= Donna Lopiano =

American athletic director

Donna A. Lopiano (born September 11, 1946) is the President and founder of Sports Management Resources, a consulting firm that focuses on bringing the knowledge of experienced, expert former athletics directors to assist scholastic and collegiate athletics departments in solving growth and development challenges. She was the chief executive officer of the Women's Sports Foundation from 1992 to 2007 and focused on ensuring athletic departments throughout the nation were compliant with Title IX regulations.

==Early life and education==
Donna Lopiano was born to Thomas and Josephine Sabia Lopiano, Italian immigrants living in Stamford Connecticut, on September 11, 1946. As a child, she loved to play baseball and even received a baseball glove from her parents as her First Holy Communion gift. She was the first pick at Stamford's Little League draft day, but was not allowed to play after a parent noted that the rulebook said girls could not participate. She completed a bachelor's degree in Physical Education from Southern Connecticut State University and a doctorate from the University of Southern California.

==Career==
At the age of 16, she was offered the opportunity to play for the Connecticut Brakettes, a national championship women's softball team. During her ten year career with the Brakettes, she traveled to Europe and Asia and compiled a career record of 183–18. She delivered 1633 strikeouts in 817 innings, for an average of just under two per inning. She finished her Brakettes career in the top ten of several categories including hits, RBIs, runs and home runs. Overall, throughout her athletic career, she participated in 26 national championships in four sports and was a nine-time All-American at four different positions in softball.

Following her time as an athlete, Lopiano was hired as an assistant athletic director at Brooklyn College, where she also coached basketball, volleyball, and softball. In 1975, she became the first Director of Women's Athletics at the University of Texas. She remained at the university for seventeen years, though there was concern that she would be fired after only two weeks, after she testified against a proposed amendment to Title IX. The amendment would exempt sports like football from the Title IX regulations and had support from many University of Texas employees.

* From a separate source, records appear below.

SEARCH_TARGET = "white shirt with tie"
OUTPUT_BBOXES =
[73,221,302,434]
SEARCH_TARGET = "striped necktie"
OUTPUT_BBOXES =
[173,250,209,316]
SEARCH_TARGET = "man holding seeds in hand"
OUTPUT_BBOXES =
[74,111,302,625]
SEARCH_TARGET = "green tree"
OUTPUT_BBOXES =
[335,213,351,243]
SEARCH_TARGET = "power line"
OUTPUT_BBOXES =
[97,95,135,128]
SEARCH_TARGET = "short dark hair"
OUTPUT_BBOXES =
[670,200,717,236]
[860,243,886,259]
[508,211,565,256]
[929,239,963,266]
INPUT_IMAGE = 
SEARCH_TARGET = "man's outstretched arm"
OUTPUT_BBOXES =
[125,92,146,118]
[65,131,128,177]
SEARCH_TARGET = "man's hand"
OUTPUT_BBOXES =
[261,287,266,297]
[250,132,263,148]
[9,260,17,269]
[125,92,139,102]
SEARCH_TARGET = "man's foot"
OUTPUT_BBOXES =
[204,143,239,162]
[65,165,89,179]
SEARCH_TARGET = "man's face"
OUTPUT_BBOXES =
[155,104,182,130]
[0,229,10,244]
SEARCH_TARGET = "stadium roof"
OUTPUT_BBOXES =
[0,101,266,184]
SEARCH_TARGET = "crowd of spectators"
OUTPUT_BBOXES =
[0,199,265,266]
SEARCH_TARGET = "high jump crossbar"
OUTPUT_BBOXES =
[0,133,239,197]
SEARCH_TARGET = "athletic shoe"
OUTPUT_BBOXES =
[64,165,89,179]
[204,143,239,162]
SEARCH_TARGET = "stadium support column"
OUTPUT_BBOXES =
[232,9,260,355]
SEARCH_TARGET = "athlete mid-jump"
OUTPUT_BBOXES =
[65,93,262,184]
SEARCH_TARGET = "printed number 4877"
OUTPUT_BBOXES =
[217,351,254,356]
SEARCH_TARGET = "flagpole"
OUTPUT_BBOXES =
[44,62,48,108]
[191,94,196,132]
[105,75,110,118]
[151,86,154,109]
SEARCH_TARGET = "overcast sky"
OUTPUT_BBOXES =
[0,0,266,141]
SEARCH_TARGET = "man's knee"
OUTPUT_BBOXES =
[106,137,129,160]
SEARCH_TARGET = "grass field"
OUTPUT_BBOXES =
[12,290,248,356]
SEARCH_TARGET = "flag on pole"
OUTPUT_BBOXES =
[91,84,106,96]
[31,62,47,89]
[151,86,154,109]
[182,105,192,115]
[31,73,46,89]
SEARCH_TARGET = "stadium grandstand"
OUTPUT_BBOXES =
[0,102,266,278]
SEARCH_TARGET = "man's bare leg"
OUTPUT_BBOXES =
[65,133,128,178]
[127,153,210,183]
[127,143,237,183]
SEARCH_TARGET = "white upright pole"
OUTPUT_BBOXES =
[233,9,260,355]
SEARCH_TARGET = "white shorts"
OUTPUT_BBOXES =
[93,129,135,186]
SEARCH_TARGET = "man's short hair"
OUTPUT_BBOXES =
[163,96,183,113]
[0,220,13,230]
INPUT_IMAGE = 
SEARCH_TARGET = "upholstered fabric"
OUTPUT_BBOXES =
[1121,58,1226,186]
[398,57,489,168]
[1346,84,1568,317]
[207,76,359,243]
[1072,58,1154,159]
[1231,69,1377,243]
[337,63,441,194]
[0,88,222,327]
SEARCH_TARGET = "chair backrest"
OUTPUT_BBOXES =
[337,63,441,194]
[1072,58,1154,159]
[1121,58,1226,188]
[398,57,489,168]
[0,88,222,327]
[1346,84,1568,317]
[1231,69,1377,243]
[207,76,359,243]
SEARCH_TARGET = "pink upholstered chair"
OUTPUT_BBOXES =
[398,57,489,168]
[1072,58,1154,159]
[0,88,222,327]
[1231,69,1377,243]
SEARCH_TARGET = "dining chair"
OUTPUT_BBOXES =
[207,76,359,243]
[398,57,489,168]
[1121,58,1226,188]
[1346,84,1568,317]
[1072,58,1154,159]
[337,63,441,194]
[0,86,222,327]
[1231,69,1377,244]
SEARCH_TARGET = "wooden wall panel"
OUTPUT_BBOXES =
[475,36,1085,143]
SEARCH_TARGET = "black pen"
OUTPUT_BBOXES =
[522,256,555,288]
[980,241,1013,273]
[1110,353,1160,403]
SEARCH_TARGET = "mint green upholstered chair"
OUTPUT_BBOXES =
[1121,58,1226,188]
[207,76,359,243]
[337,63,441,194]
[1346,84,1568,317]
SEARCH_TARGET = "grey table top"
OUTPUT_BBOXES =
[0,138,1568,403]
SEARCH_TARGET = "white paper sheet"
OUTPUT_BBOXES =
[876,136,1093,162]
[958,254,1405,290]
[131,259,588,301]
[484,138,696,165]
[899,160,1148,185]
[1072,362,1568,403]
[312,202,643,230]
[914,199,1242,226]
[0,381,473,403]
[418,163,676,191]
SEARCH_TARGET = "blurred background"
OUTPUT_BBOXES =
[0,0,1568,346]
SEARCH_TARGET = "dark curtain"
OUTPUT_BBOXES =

==Awards and recognition==
Lopiano is a six-time National Champion, nine-time All-American, and three-time ASA Softball MVP. In addition, she is a member of thirteen halls of fame, including National Sports Hall of Fame, the National Softball Hall of Fame and the Texas Women's Hall of Fame. She was named one of "The 10 Most Powerful Women in Sports" by Fox Sports and The Sporting News has also listed her as one of "The 100 Most Influential People in Sports."

Mrs. Lopiano is also a well-established commentator on sports, women and their intersection, and has published articles in several peer-reviewed journals and magazines, such as The Journal of Physical Education, Recreation, and Dance, Roger Williams University Law Review, Brandweek, San Francisco Business Times, Clinics in Sports Medicine, Sporting Goods Business, and Physical Educator. In addition, she wrote her own book, Athletic Director’s Desk Reference, which gives tips and planning tools to athletic administrators.